Um sicherzustellen, dass vergleichbare Erschwernisse auch gleich vergütet werden, legen Unternehmen oder Branchen häufig einen Katalog erschwerter Arbeiten fest. Dieser bestimmt, welche Tätigkeiten eine Zulage auslösen und wie hoch diese ist.

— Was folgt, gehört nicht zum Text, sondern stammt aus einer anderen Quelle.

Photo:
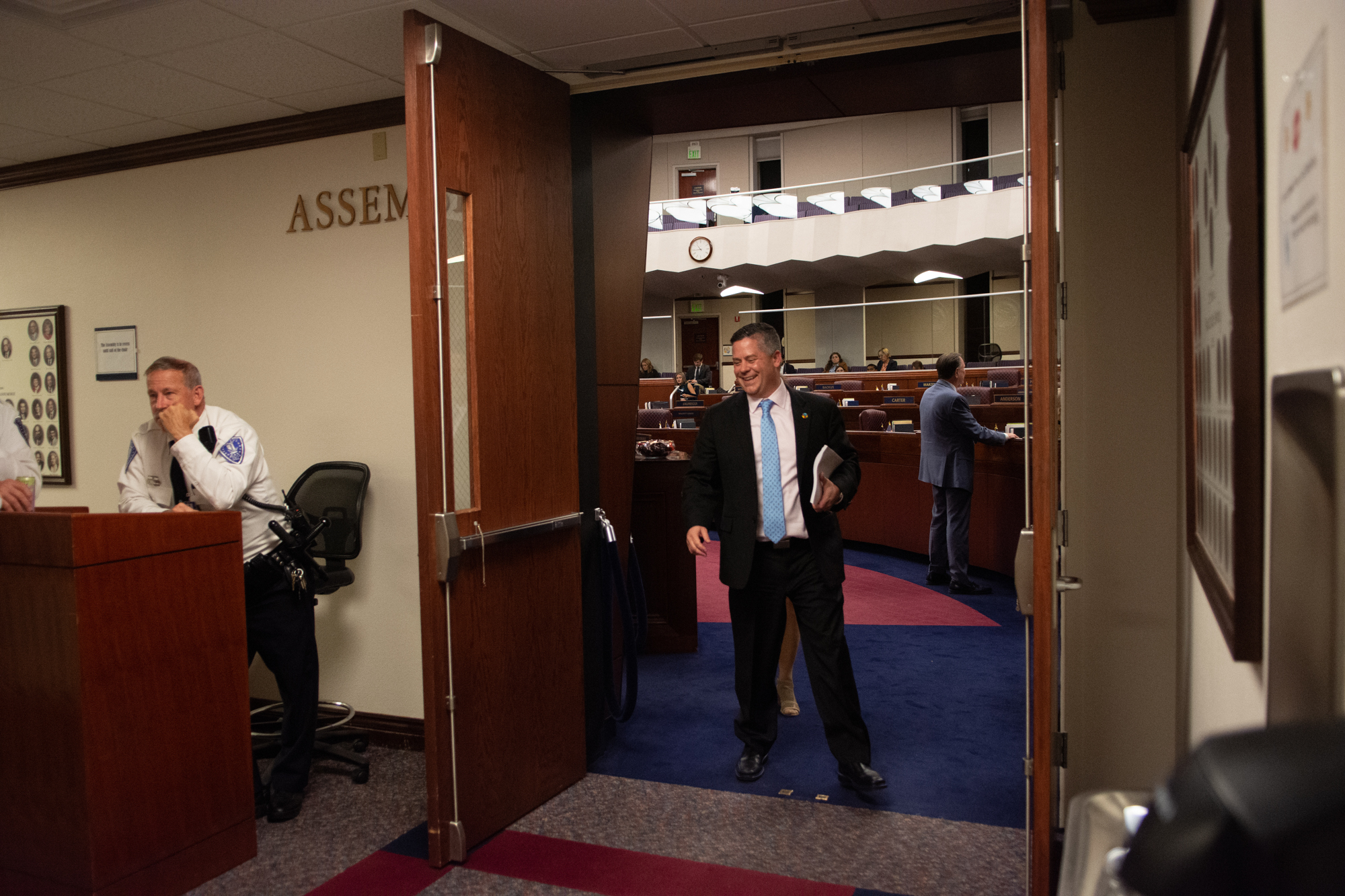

Wo wird die Erschwerniszulage geregelt? Die Zulage kann auf drei Wegen festgelegt werden:
- Einzelarbeitsvertrag – individuelle Vereinbarung zwischen Arbeitgeber und Arbeitnehmer
- Betriebsvereinbarung – Einigung zwischen Arbeitgeber und Betriebsrat, insbesondere bei betriebsspezifischen Erschwernissen
- Tarifvertrag – branchenweite Regelung, die typischerweise einen Zuschlag je Arbeitsstunde vorsieht
Tarifverträge regeln dabei oft auch, welche Zuschläge gleichzeitig nebeneinander gewährt werden dürfen und welche sich gegenseitig ausschließen.
Mitbestimmung des Betriebsrats: Die Festlegung, an welchen Arbeitsplätzen Erschwerniszulagen zu zahlen sind, unterliegt dem Mitbestimmungsrecht des Betriebsrats nach § 87 Abs. 1 Nr. 10 Betriebsverfassungsgesetz (BetrVG). Legt ein Tarifvertrag zwar die Existenz einer Zulage fest, nicht aber deren genaue Höhe oder Voraussetzungen, steht dem Betriebsrat in der Regel ein echtes Mitbestimmungsrecht zu.